ウクライナが“今回の戦い”でロシアに勝たなければならない「もう1つの理由」 キーウ出身の国際政治学者が語る
ウクライナ・キーウ出身の国際政治学者グレンコ・アンドリー氏が5月24日、ニッポン放送「飯田浩司のOK! Cozy up!」に出演。今後のウクライナ情勢について語った。
ウクライナのゼレンスキー大統領が「ダボス会議」でロシアへの制裁の最大化を求める
ウクライナのゼレンスキー大統領は5月23日、スイスで開催中の「世界経済フォーラム(WEF)」の年次総会(ダボス会議)でオンライン演説し、ロシアに対して最大限の制裁を科すよう国際社会に求めた。具体例としてロシア産石油の輸入禁止や、すべての銀行の国際金融からの遮断、貿易停止などを挙げた。
ロシアがウクライナに侵攻して3ヵ月が経過
飯田)きょうは5月24日です。2月24日にロシアがウクライナに侵攻してから3ヵ月が経ちます。この3ヵ月、どうご覧になってきましたか? アンドリー)ロシアは当初「電撃戦」と言って、同時に多方面からウクライナを攻撃し、一気に制圧しようと考えていました。ウクライナからは大きな抵抗はないと見込んで作戦を行ったのですが、実際のところはウクライナが必死に戦い、電撃戦では制圧できないことが明らかになりました。 飯田)そうですね。 アンドリー)1ヵ月半くらい経ったころから、ロシアは逐次制圧に作戦を切り替えました。地方ごと、町ごとにウクライナの国土を破壊し、少しずつ国土をロシアに併合するという非常に野蛮な作戦に切り替えて、その作戦はいまも実行中です。
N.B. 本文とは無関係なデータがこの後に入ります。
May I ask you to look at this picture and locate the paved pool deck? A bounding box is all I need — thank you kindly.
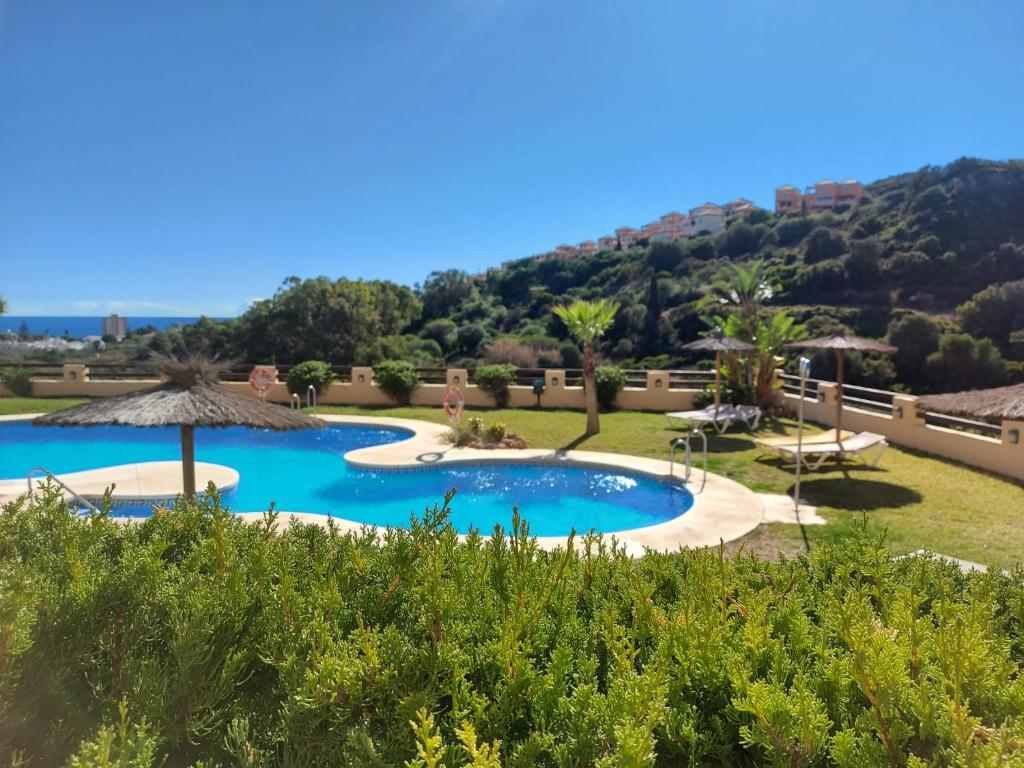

ウクライナ人にとっては、ウクライナ民族の生存を懸けた戦い
飯田)それに対してウクライナ側の戦い方ですが、西側の支援なども受けながら、粘り強くやっていくという形になりますか? アンドリー)この戦争に敗北すれば、ウクライナ民族自体が絶滅させられることになります。ですので、生存を懸けた戦いです。これは比喩ではありません。もしウクライナの国土がロシアに征服されれば、抵抗するウクライナ人は全員殺されますし、抵抗していないウクライナ人も徹底的に洗脳され、意識はロシア人につくり変えられるのです。そうなれば、ウクライナは巨大な強制収容所になります。これはウクライナ人にとって、生存を懸けた戦いなのです。 飯田)グレンコさんご自身は、ウクライナにお住まいのご家族とは連絡を取られていますか? アンドリー)取っています。キーウなのですが、キーウはいまのところミサイルが着弾している場所以外は安全なので、ミサイルさえ当たらなければ普通の生活です。普通ではありませんが、普通に近い生活ができています。